Notice that in the current paradigm of higher education, the vast majority if not all of the risk of higher learning is carried entirely by the student. They cannot declare bankruptcy after their bad investment and in many cases are on the hook to repay their principle debts in entirety no matter the circumstances.
How many baristas with a useless art history degree have you met?
Institutions of learning receive their money up front, and are in no danger of loosing access to cheap capital provided by the government. Thus they are offered little to no incentive to increase the ROI of an undergraduate or even post graduate degree. They are, however, incentivized to increase spending of the institution for the sake of its own bureaucratic ends. After all, with unlimited financing available to their customers (students), why wouldn’t it be in their best interests to increase spending, thereby increasing costs and revenues, in as many areas as possible.
An interesting contrast here can be observed in the free market educational system. Newer trade schools, in high demand fields such as computer programming, have created payment models that create aligned incentives for both the student and the institution. Lambda school is one example which charges students nothing upfront for their streamlined, highly focused educational curriculum. The students enter a repayment agreement which stipulates that they will pay a certain percentage of their income for the first few years of employment following their graduation.
This model incentivizes the school to not only provide an education which dramatically equips the students productive capacities, but also to market them and network for them in an effort to find them as high paying of a job as possible. After all, the schools ROI is dependent upon the earning capacities of their students once they enter the workforce.
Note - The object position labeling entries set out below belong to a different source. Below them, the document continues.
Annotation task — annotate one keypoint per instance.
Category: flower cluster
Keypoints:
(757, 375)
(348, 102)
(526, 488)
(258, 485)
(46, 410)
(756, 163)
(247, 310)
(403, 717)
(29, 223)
Interestingly, billions of dollars of government subsidy thrown at secondary education stagnate profitable investment rather than helping to align the incentives which make for better opportunities for everyone except rent seeking bureaucrats.
How does the government manage to finance and ensure limitless amounts of debt and mal-investment again? My general advice these days is to forgo any form of secondary education unless it is a component of a specific qualification wicket necessary to pursue a career plan which you have meticulously evalutated…and again, those jobs usually carry certification processes overseen by some government entity…What a surprise.
Book of the Month:The Road to Serfdom by F A Hayek
-“We are ready to accept almost any explanation of the present crisis of our civilization except one: that the present state of the world may be the result of genuine error on our own part and that the pursuit of some of our most cherished ideals has apparently produced results utterly different from those which we expected.”